Pfizer has said they’ll apply for an EUA for kids 2 to 11 in September. Moderna is in a similar space. So in principle we could have vaccines for this group in the late fall. This is a bit earlier than the January timeline that I’d seen predicted.
So, this is when your child could be vaccinated. But will you? People sometimes ask me: will you get your kids vaccinated? I will, as soon as they can. If we had access, I would likely have enrolled them in a trial.
However: I am expecting more vaccine anxiety and hesitancy around kids than there has been around adults, especially kids in the younger age groups. For a low risk 8 year old (for example) the individual benefit of the vaccine is low. Yes, kids can get severe COVID, so the vaccine benefit is not zero. But it’s much, much smaller than for (say) their 75 year old grandparent. The most significant benefits to childhood vaccines are to lowering spread to other people — these benefits are real! But, overall, the risk-benefit calculation is different in kids than older people.
This comment, in Lancet Infectious Disease, is a more academic take on this questions. My bottom line is that I think it will be an uphill slog to getting high vaccine rates in kids, especially those under 12, until schools require them. And many schools in many places will not.
Final Thoughts
It is an amazing triumph of science that the COVID-19 vaccines are so effective. What it means — and this is reflected in the CDC guidelines and general rhetoric — is that people who are vaccinated can start to get back to normal. Like real normal. And a big part of that is not thinking through every f*ing activity to decide it if fits in today’s “risk budget” or whatever we are calling it. Want an eyebrow wax? Just get it. Forgot strawberries at Whole Foods? Just go back.
I think many parents are experiencing, basically, decision-fatigue-induced-vaccine-jealousy.
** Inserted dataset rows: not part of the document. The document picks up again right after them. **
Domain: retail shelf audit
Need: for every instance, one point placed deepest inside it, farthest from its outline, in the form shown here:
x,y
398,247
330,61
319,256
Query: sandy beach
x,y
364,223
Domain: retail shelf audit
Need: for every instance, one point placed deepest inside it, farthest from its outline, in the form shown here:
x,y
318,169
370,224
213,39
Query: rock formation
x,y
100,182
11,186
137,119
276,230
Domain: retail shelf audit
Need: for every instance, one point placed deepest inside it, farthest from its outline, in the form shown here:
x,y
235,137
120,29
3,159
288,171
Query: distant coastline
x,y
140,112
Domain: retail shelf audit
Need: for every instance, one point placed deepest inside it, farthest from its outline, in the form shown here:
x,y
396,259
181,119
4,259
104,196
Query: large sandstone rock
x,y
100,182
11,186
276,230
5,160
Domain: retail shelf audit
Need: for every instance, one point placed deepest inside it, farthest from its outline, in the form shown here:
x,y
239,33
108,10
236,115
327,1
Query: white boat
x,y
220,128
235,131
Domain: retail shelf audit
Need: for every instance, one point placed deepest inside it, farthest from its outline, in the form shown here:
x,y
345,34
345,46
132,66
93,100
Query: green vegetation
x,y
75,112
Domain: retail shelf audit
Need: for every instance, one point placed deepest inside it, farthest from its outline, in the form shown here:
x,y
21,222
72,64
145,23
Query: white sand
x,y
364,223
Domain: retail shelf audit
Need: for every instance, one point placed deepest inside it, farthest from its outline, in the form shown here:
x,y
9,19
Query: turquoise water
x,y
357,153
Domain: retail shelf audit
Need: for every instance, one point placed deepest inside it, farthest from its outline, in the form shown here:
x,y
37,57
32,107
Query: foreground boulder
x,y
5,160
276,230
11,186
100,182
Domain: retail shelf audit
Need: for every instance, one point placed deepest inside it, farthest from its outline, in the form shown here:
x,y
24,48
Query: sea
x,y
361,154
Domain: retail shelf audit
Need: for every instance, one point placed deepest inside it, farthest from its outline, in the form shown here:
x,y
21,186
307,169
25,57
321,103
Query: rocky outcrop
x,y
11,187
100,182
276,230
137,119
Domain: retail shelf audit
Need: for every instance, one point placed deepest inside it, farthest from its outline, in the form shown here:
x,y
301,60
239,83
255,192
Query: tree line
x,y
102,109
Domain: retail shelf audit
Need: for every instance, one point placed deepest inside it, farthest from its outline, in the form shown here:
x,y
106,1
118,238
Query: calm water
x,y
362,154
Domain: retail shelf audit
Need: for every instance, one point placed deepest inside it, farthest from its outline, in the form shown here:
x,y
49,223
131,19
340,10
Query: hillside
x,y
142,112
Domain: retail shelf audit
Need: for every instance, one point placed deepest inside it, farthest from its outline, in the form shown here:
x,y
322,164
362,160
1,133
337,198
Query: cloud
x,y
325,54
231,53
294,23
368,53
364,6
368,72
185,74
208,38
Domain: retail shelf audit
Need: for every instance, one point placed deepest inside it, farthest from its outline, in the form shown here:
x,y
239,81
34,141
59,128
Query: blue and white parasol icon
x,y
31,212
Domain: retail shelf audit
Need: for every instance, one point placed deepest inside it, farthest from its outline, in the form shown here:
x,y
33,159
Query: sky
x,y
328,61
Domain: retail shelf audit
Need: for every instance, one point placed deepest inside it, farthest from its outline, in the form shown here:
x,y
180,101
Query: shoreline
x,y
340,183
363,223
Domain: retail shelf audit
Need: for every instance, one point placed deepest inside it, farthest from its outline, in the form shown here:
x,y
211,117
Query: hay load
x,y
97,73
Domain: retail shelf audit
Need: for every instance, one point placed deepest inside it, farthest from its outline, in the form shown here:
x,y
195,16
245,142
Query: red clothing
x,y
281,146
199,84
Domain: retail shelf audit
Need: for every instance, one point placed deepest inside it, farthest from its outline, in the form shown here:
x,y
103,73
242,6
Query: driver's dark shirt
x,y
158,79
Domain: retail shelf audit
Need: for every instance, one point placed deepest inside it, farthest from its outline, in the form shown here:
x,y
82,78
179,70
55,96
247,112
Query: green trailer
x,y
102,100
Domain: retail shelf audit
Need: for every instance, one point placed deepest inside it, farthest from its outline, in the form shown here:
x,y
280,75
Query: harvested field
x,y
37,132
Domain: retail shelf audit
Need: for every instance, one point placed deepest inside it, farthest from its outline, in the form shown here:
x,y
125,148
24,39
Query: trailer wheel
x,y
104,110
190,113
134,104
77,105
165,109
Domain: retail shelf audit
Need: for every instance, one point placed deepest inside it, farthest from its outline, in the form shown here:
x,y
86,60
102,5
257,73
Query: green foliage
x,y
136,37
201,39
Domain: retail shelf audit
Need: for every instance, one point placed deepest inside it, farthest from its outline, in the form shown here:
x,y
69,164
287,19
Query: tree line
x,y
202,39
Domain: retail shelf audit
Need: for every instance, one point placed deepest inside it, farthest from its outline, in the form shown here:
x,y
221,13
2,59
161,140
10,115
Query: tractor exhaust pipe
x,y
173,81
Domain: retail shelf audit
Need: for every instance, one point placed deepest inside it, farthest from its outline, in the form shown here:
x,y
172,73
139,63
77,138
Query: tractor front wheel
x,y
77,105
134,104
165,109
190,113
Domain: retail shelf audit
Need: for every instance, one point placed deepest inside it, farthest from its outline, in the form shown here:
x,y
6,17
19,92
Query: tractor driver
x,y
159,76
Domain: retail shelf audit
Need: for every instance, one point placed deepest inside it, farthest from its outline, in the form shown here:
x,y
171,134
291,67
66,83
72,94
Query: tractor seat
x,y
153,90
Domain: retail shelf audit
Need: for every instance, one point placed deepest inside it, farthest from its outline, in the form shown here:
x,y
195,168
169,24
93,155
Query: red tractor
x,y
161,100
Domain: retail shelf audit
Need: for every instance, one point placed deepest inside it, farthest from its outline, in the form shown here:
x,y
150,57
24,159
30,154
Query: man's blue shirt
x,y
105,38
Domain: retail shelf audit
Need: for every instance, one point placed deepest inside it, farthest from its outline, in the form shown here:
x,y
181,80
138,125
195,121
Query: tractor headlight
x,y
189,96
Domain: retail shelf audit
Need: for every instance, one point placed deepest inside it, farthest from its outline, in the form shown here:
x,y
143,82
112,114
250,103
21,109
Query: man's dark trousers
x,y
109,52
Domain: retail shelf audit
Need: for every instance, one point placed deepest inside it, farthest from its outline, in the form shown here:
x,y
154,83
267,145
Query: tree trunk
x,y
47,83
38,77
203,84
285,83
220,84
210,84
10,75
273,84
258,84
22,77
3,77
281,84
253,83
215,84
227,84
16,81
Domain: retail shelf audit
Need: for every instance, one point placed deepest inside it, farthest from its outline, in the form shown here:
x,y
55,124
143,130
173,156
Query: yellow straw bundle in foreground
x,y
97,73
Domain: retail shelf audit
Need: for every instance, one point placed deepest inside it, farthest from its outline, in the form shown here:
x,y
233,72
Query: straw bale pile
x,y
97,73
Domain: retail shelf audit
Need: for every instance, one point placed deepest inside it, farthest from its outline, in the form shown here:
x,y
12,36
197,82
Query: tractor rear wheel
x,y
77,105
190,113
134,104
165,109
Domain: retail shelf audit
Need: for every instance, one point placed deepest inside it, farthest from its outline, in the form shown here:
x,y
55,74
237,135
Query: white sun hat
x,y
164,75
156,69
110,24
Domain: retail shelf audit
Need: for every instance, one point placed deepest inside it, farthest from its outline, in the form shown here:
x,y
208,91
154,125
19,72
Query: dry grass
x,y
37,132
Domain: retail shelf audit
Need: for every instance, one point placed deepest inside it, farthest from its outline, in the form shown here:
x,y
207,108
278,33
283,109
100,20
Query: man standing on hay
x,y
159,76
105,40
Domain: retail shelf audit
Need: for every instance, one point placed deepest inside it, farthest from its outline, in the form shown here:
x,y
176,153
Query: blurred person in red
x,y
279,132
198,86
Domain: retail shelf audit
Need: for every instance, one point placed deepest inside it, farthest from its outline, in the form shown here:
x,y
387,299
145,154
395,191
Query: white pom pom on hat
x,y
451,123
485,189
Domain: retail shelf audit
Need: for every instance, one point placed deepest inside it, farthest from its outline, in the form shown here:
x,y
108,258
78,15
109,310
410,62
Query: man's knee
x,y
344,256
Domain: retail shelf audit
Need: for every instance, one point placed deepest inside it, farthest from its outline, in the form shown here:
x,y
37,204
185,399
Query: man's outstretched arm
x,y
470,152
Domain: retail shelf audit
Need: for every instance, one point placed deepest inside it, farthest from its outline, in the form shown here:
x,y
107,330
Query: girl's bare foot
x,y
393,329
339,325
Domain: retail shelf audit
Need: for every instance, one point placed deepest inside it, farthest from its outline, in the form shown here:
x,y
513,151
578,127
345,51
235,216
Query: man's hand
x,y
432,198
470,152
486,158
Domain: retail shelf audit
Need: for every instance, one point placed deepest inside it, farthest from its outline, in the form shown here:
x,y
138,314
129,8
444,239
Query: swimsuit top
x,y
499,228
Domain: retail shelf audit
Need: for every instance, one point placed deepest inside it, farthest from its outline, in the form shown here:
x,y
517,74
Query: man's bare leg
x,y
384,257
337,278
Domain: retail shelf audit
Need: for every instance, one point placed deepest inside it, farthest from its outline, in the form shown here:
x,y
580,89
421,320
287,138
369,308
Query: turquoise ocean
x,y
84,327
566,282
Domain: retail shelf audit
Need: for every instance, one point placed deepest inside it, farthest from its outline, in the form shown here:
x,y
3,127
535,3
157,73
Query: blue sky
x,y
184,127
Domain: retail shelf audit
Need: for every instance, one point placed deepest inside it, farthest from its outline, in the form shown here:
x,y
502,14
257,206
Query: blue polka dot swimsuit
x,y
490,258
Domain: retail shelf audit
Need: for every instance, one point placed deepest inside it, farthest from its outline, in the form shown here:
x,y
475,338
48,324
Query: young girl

I just want to be able to make simple decisions about playdates and vacations and camp and extracurriculars without a calculator. (Yes, I like my calculator, but I wish I didn’t have to use it.) It seems like we are facing at least a few more months of these complicated decisions and it is frustrating and tiring.
I have no real solution other than to name the feeling, to note that it will get easier, and to celebrate the small changes. Example: none of us will mask when we are hiking as a family this weekend and we will retire the front-of-line-there-is-someone-coming-mask-up-hand-signal my husband introduced a year ago. It’s a small thing, but it’s something.